Benefits Of Spelt

Lily

B.R
Staff member
Spelt is a nutritious species of wheat with a deep nutlike flavor. Even before many of the wheat hybrids, spelt has been used by people. It scores more over many other species of wheat in containing a rich source of nutrients. Spelt is scientifically known as Triticum speltum. Spelt can be consumed in whole form known as spelt berries, hulled form or even in the form of spelt flour. It originally belongs to Iran and Southeastern Europe. It is one of the first grains which were used to make bread. It served as a staple grain for the ancient civilizations like Greece and Rome. Spelt is highly health beneficial and keeping this point in view we bring you the health benefits of eating spelt in the below lines.

Health Benefits Of Eating Spelt:

  • Intake of spelt in sufficient quantity reduces the risk of atherosclerosis.
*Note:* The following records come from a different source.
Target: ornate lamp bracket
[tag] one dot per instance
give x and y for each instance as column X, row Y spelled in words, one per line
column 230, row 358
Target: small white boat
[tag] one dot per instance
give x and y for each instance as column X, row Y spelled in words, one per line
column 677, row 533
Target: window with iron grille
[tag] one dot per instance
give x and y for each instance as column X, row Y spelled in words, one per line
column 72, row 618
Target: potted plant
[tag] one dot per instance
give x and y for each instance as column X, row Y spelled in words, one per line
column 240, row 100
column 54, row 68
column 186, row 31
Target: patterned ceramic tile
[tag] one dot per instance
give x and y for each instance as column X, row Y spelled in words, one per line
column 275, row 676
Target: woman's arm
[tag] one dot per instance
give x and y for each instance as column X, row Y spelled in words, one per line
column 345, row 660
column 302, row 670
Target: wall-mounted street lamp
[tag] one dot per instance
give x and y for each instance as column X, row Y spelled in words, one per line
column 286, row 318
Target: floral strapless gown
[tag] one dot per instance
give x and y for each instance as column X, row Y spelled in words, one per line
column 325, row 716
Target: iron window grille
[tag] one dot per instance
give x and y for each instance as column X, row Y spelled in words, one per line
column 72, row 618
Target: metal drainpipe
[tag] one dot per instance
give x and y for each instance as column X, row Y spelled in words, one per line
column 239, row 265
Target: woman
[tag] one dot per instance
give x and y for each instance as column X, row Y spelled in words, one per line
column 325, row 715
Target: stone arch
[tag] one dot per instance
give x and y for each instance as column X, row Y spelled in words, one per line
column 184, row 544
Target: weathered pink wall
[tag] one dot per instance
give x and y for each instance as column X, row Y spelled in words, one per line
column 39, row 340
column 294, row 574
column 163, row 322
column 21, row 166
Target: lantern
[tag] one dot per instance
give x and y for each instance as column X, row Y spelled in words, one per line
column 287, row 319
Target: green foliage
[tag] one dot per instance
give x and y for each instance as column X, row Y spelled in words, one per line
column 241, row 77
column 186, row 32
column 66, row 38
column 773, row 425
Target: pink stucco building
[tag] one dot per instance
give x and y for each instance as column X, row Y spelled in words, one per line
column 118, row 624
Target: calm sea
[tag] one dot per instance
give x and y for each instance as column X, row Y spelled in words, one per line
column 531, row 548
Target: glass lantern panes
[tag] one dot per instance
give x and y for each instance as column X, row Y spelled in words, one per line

  • Spelt contains niacin that protects the body against cardiovascular risk factors.

  • The niacin present in spelt reduces the level of cholesterol and lipoprotein. It may also inhibit free radicals from oxidizing LDL, which turns harmful to blood vessel walls after oxidation. Niacin also plays a significant role in reducing the aggregation of platelets.

  • Spelt contains rich amount of fiber, which can help reduce the LDL cholesterol levels. Fiber binds with bile acids and comes out from the body in the form of feces. Since bile acids are removed, cholesterol is reduced considerably.

  • Spelt is a rich source of magnesium, which is a co-factor for several body enzymes. It plays an integral role even in the enzymes that used in the secretion of glucose. As a result of this, spelt substantially lowers the risk of Type 2 diabetes.

  • Consuming spelt can help women prevent the formation of gallstones, owing to its rich content of insoluble fiber.

  • Spelt can reduce the risk of childhood asthma considerably.

  • The fiber present in spelt also has a protective action in women, against breast cancer.

  • Spelt is rich in a special type of phytonutrient, called plant lignans. Plant lignans are considered to be highly effective in providing protection against breast and hormone-dependent cancers and also heart diseases.

  • Eating spelt can help protect the body against conditions like ischemic stroke, insulin resistance, diabetes and obesity.
Caution:

  • Spelt belongs to the group of non-scientifically established “gluten grains”. People who are prone to wheat-related conditions like gluten-sensitive enteropathies or celiac spruce should consult their physician before consuming spelt.
Cooking Tips:

  • Rinse spelt thoroughly under running water before cooking, to make it free of any dirt or debris.

  • Soak the rinsed spelt in water for around eight hours or overnight. Once again before cooking spelt, you need to rinse it and drain the water.

  • Add three parts of water to each one part of spelt and bring to boil. Once it starts boiling, turn down the heat and simmer for about one hour.

  • Spelt can be eaten as a side dish substitute for rice or potatoes. It can also be used to make delicious bread or muffin recipe.